Talking about it with Ben, he noted that the statement "the answer comes out independent of how you map the colours" it actually a statement about linear functions made up of rows of Pascals triangle (so for example 1,3,3,1 makes 1w+3x+3y+1z). It must be the case that shifting all the variables by a constant shifts the answer by that same constant, and multiplying all the variables by a constant multiplies the answer by that same constant (and any 1-1 mapping of {red, green, blue} to {0,1,2} can be shifted to any other mapping by adding constants or multiplying by constants).

Since the linear functions in question are, well, linear, the multiplying by a constant thing is trivial. As for adding a constant, if we shift (w,x,y,z) to (w+a,x+a,y+a,z+a) then 1w+3x+3y+1z becomes 1w+3x+3y+1z+8a, where 8 is the sum of the elements of that row of Pascals triangle, and naturally -1w-3x-3y-1z becomes -1w-3x-3y-1z-8a. Since 8 mod 3 is -1, we can see that the expression with the minus sign is the one that shifts by exactly a when you shift all of its inputs by a.

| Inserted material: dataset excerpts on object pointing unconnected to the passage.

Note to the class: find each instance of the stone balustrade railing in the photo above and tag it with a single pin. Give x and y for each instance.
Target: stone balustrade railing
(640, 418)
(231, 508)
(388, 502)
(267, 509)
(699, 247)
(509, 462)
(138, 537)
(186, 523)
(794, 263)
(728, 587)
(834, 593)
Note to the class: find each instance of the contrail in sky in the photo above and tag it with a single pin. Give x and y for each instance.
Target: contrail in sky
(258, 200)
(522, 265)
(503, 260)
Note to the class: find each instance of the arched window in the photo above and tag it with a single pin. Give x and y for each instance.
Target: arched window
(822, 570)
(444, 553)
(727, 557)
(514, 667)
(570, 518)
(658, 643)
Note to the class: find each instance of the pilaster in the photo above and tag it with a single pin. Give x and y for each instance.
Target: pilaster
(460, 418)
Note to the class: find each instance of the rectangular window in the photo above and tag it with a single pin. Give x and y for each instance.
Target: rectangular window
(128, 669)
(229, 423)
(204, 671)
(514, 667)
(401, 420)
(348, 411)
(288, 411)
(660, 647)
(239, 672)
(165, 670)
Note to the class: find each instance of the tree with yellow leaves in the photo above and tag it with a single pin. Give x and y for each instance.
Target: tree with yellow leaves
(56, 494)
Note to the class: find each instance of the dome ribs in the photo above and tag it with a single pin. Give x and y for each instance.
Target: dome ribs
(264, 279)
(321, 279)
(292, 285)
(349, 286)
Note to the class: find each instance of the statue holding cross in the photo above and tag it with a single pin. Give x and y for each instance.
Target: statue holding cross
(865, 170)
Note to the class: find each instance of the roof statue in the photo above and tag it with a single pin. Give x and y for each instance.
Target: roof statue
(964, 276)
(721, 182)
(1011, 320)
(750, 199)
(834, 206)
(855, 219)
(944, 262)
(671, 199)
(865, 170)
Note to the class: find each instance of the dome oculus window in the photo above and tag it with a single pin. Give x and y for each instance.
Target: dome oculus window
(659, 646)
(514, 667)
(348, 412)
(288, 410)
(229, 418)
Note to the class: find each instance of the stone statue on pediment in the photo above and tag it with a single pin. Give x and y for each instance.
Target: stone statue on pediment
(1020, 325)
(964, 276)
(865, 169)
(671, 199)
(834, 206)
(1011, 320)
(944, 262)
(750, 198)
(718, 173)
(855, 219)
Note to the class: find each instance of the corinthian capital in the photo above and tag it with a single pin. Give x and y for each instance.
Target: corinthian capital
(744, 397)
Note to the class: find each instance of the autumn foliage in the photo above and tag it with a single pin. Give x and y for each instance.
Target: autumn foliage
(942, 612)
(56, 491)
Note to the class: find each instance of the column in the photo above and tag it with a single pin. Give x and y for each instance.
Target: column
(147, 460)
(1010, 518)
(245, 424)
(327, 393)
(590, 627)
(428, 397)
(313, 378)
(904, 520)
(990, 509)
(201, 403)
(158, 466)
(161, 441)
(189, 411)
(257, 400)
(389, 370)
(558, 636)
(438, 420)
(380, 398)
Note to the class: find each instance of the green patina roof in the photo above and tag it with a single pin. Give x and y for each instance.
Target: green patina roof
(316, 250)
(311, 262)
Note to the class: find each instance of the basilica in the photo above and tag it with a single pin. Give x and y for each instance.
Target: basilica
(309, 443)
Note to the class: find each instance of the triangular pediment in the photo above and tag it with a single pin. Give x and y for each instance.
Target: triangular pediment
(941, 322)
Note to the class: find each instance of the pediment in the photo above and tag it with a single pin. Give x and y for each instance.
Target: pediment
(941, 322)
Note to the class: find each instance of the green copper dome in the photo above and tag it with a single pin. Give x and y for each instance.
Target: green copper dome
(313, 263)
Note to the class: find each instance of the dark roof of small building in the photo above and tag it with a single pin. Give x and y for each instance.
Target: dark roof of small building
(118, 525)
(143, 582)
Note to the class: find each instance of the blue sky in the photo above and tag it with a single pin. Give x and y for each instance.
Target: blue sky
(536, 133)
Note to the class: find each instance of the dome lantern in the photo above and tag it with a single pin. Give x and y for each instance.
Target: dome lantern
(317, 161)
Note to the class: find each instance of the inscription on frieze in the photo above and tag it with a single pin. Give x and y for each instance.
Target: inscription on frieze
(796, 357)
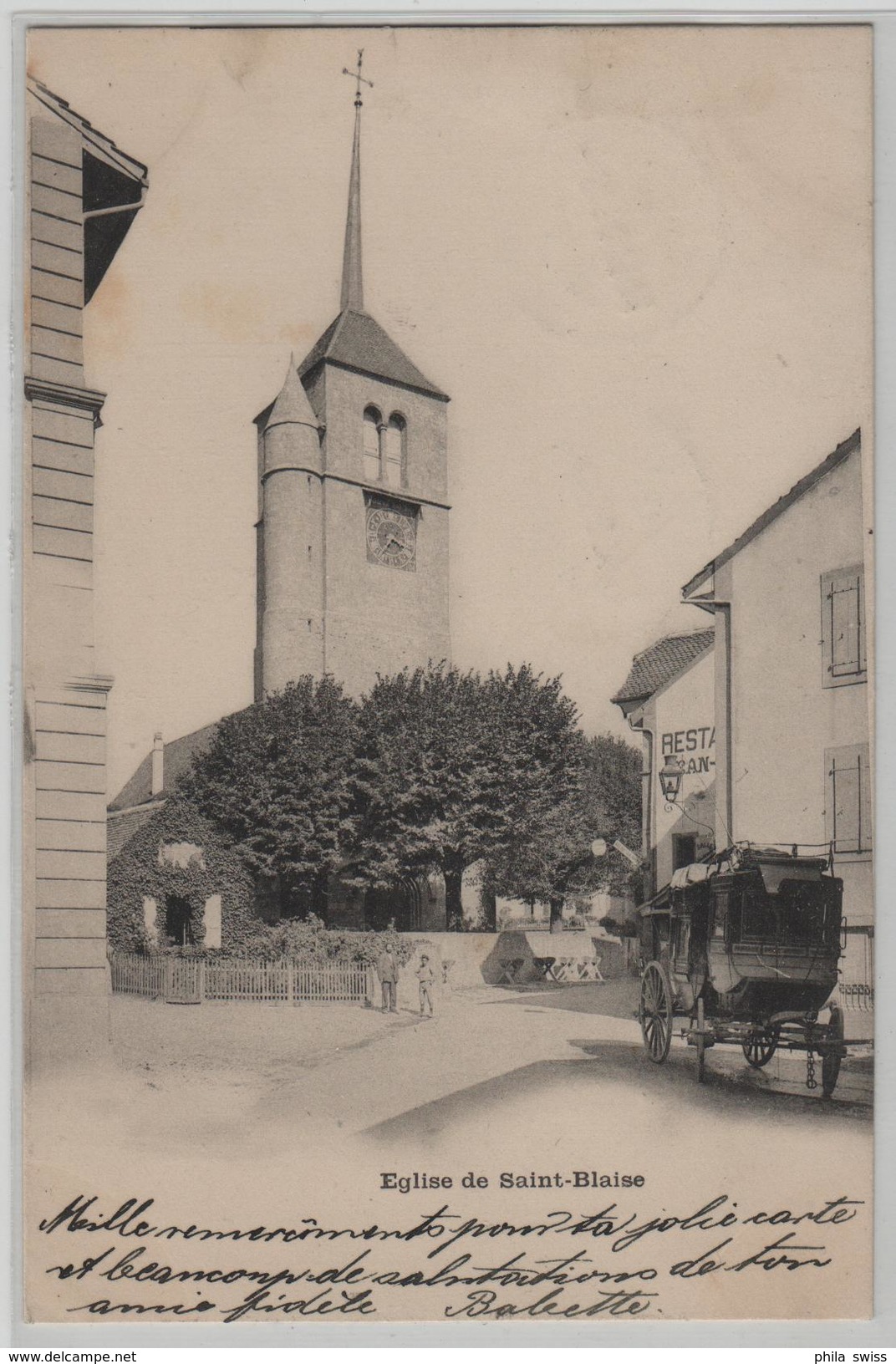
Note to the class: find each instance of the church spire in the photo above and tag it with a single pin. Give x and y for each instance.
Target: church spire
(352, 276)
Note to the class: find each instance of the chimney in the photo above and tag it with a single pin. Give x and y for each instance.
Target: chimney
(159, 764)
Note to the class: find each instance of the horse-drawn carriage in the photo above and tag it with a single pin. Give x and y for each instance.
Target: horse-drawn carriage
(745, 949)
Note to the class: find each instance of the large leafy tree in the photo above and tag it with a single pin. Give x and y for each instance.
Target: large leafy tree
(277, 783)
(455, 768)
(557, 861)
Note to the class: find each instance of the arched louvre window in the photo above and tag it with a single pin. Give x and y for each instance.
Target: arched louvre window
(395, 452)
(373, 466)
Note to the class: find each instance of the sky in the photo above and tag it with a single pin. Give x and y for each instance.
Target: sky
(637, 258)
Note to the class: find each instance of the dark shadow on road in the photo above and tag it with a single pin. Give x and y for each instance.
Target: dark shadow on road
(611, 1066)
(611, 999)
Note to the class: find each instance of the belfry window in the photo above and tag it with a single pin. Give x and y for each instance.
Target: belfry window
(373, 464)
(395, 452)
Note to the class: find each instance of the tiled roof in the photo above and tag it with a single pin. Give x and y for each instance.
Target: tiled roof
(99, 144)
(120, 828)
(656, 666)
(358, 341)
(798, 490)
(176, 760)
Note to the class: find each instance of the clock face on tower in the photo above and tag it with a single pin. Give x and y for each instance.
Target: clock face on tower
(392, 537)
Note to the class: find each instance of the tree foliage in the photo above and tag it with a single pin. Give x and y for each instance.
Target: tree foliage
(434, 771)
(277, 783)
(453, 768)
(555, 861)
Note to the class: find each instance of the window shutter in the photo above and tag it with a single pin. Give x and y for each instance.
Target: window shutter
(843, 626)
(848, 798)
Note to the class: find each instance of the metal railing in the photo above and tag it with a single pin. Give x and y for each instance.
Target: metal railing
(192, 980)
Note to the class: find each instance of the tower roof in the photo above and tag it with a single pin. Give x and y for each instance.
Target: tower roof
(352, 267)
(354, 338)
(358, 341)
(292, 403)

This means that a row will shift correctly under this linear transformation if it has a minus sign when the sum of the row is -1 mod 3, and no minus sign if the row sums to 1 mod 3, and where will be a problem if any row sums to 0 mod 3.

Of course, we know the sum of a row of the kth Pascals triangle is 2^k, and that is (-1)^k mod 3, so this is exactly the property we needed, the rows alternate summing to 1 and -1.

I'm not sure anybody else found that as interesting as I did, since it was mostly about stuff that went on in my own head and ended with a fact that anybody who knows about Pascals triangle already knew, but I decided it was worth a post anwyay.